Who Really Profits from AI Developments
A new report from Epoch AI, a non-profit research group, challenges the idea that AI companies like OpenAI will become profitable in the traditional sense. The study suggests that while running AI models can generate significant revenue, the costs to develop the next big model often outweigh those earnings. This means companies might make money on individual models but still lose money overall each year.
Examining AI Profitability Through a Case Study
The researchers created a hypothetical scenario called the GPT-5 bundle, which includes all of OpenAI’s offerings available during GPT-5’s lifetime. This bundle covers GPT-5, GPT-5.1, GPT-4o, ChatGPT, and the API. They used publicly available data, including statements from OpenAI and media reports, to estimate the revenue and expenses associated with running this bundle.
The total revenue from the bundle during GPT-5’s four-month period, from August to December last year, was estimated at $6.1 billion. While that sounds impressive at first, the report emphasizes that these figures must be weighed against the costs involved in maintaining and developing the models. The main expenses include inference compute costs, staff salaries, marketing, and administrative expenses.
Breaking Down the Costs and Profits
The biggest expense was inference compute, estimated at around $3.2 billion. This cost reflects the processing power needed to run the models and was calculated based on public estimates of OpenAI’s spend in 2025. Other costs included $1.2 billion for staff compensation, $2.2 billion for sales and marketing, and $200 million for legal and administrative expenses.

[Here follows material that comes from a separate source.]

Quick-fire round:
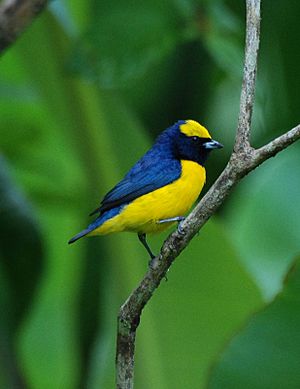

When looking at gross profit, the researchers focused only on the direct costs of running the models—mainly the inference compute. Subtracting this from revenue gives a gross profit of about $2.9 billion, which translates to a margin of roughly 48%. This suggests that operating AI models can be profitable in terms of gross margins, similar to other software businesses.
Profitability Is More Complex Than It Seems
However, the report argues that gross margins don’t tell the whole story. Just because a model makes money on paper doesn’t mean the company is actually profitable overall. The costs of developing and improving the models—such as research, infrastructure, and future upgrades—are not included in these calculations. These ongoing investments can quickly eat into any short-term profits.
The authors point out that, in theory, companies could keep running models that break even or make a little profit, but that doesn’t necessarily mean they’re recouping the huge investments needed to develop the next generation. Over time, these costs can outweigh the earnings, making true profitability difficult to achieve in the long run.
Overall, the study suggests that while AI models can generate substantial revenue, the high costs associated with building and maintaining them mean that AI firms like OpenAI might not be profitable in the traditional sense. Instead, they might be investing heavily in future technologies, with current earnings serving more as a way to fund ongoing development rather than create immediate profits.